Jensen was also part of the early development of OpenAI, before it pivoted to a capped for-profit company that sought to build scale. He later helped bring in the chief scientist to another AI start up, Anthropic, who would be tasked with working on the solution of dealing with small data sets in AI.
Capital space race
Jensen said the risk of capital loss in AI development would be part of the ebbs and flows of capital investing.
“If you look what it takes to have the best language model…right now OpenAI had the best model; then what Anthropic just released is pretty incredible,” Jensen said. “Staying on top of the best language model is unbelievably expensive and it has a shelf life of a couple of weeks.
“They’re going to build it. Whether that build ends up worthwhile, that’s a much, much trickier question.”
While Ferucci was recruited to help develop a system that could have a greater societal impact than winning a TV gameshow, Jensen noted a potential ceiling that still exists for AI.
“People are making the argument, which I think is a pipedream, that it will democratise intelligence – not all AI is the same, better AIs are going to win out from the worst AIs,” Jensen said.
“It’s unfortunately a winner-take-all technology because if you can do it and get the money/resources to do more of it, that is of huge benefit. How do you deal with a winner take all technology society and how do you spread that benefit? A lot of the people building this technology have the best intentions, but you don’t want to rely on that.”
Jensen believed this is where government policy should come into play to prevent the “massive economic gains” that could arise don’t end up being concentred in the hands of a few wealthy parties.
“How do you do that right now so it’s not a surprise to people when it happens? Tax the robots, tax the AI, distribute that in high quality ways and make sure the world benefits,” Jensen said.
On the impact AI will have on jobs and the general livelihoods of the working and middle classes, Jensen said society needs a workforce that is flexible enough to change as jobs fall in and out of demand.
While there’s numerous examples in history of technology replacing jobs, Jensen referred to AI being used in the US postal service to help with mail sorting.
“They started working on AI in 1998 on handwriting recognition,” Jensen said.
“Took a long time but by 2013-14, AI could recognise handwriting better than people in the post office could and nobody cared except the postal service, but the AI reads your letters. It’s not a human reading where to send the mail.”
Impact on productivity
Jensen said inflated US asset prices have created a mismatch with productivity which will require a ‘productivity miracle’ to reconcile. This is a problem AI could help to address if it can drive a modest, 1.5 per cent boost to GDP.

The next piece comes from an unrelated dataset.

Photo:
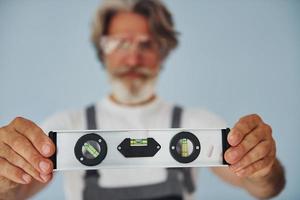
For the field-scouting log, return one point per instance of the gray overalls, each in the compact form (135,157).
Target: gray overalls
(171,189)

“If you take US asset prices, we need a productivity miracle – the only way to reconcile what is priced into asset prices is a productivity miracle,” Jensen said.
“Inflation is going to be able to fall/stay steady while earnings grow at a rate that hasn’t been priced in for a very long time. How can you get great earnings and great low inflation at a time where you’re starting with pre-used up capacity and a low unemployment rate? Basically, you need productivity.”
This is why Jensen believes even a modest 1.5 per cent boost to GDP from AI could reconcile this difference.
“That might happen, that’s probably too optimistic, long term equity prices are too high in the United States relative to what’s likely, but you at least get a sense of the line,” Jensen said.
“What I’m trying to do in my business is get an AI that learns and create that loop – it can learn, generate revenue and then learn again and get better. If you have a self-improving artificial intelligence, it of course creates a flywheel like nothing that’s ever happened before, so there is at least some chance.